What we can do right now, this minute, is stop the needless worry. The underlying emotion of worry is fear. I wrote previously about fear as being either motivating or debilitating.* Only worrying about our future instead of taking action is obviously the latter.
The antidote to valid fear is courage. The antidote to irrational fear is blindly forging ahead. The two often look similar. The subtle difference is that you feel victorious after a realistic fear is overcome. An irrational fear that has been conquered makes you feel like an idiot for having the fear in the first place and, more importantly, irrational fear doesn’t stand a chance of resurfacing.
When it comes to what you really want in the future, the challenge is to get underneath the fear – or at least shove to the side – and continue on regardless.
Start with what you wanted as a child – career or otherwise – and reassess.
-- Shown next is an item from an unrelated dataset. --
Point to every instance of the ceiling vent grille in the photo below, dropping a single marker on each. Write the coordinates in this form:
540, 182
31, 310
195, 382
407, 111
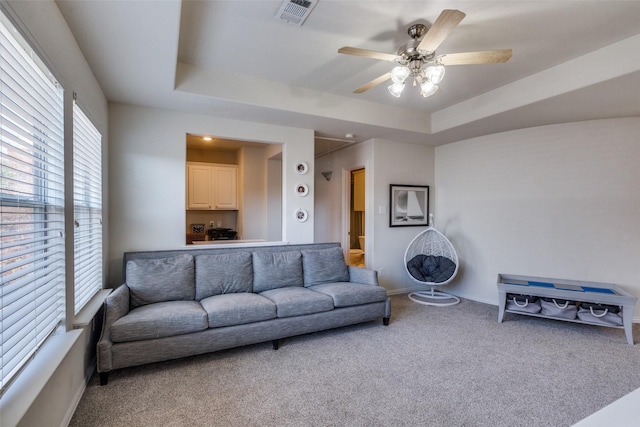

Is that still what you want? Think about your future self five to ten years from now. Now stop thinking about your future self. Maybe you’ll want the same things, maybe not. When you were a child you couldn’t have predicted what you want now, so why try to predict what your future self will desire? Doing so creates an irrational worry. We can only work with who we are and want we want today.
So, go on. Start taking the time to review. Go past the fear.
*Some unfounded worry or fear is necessary. Unless spiders and shows about people dating naked have been removed from the world. Please let me know if this happens so I can stop wearing socks in summer and not be afraid to flip channels again.